Minority Leader of the Oklahoma House of Representatives
- In office 1997–2002
- Preceded by: Larry Ferguson
- Succeeded by: Todd Hiett

Member of the Oklahoma House of Representatives from the 83rd district
- In office November 1994 – November 2006
- Preceded by: Tony Caldwell
- Succeeded by: Randy McDaniel

Personal details
- Born: February 9, 1954 (age 72) St. Louis, Missouri, U.S.
- Party: Republican
- Education: Saint Louis University; Oklahoma City University School of Law;

= Fred Morgan (politician) =

American politician (born 1954)

Fred Morgan is an American politician who served in the Oklahoma House of Representatives representing the 83rd district from 1994 to 2006.

==Biography==
Fred Samuel Morgan was born on February 9, 1954, in St.
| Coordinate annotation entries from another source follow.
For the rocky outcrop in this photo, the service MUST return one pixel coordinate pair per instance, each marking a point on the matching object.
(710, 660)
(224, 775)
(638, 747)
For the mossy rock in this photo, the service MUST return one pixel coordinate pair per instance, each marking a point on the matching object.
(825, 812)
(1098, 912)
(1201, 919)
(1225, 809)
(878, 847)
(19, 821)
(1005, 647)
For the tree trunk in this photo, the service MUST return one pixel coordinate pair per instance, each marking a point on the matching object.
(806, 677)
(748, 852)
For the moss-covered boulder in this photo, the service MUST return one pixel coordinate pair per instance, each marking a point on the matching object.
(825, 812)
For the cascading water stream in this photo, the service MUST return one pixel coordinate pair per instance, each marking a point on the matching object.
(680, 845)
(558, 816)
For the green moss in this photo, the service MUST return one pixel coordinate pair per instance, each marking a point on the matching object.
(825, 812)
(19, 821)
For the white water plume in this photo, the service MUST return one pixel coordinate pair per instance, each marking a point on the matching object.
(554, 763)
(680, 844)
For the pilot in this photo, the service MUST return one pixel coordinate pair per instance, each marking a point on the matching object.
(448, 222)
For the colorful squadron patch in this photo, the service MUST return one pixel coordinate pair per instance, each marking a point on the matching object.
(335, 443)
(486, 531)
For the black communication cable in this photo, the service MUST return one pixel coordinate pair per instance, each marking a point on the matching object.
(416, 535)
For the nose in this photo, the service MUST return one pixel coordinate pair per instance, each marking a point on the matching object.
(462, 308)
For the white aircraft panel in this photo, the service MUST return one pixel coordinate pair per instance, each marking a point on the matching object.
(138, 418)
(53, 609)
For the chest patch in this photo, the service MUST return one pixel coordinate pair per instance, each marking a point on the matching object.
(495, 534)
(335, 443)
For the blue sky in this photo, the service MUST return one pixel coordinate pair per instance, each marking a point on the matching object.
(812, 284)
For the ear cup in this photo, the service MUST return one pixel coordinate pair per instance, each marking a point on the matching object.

Louis, Missouri, and he graduated from Saint Louis University in 1976 and Oklahoma City University School of Law in 1980. He served in the Oklahoma House of Representatives as a member of the Republican Party representing the 83rd district from 1994 to 2006. He was preceded in office by Tony Caldwell. He ran for Oklahoma's 5th congressional district in the 2006 United States House of Representatives elections in Oklahoma. He worked as a consultant for Glenn Coffee during his tenure as President Pro Tempore of the Oklahoma Senate.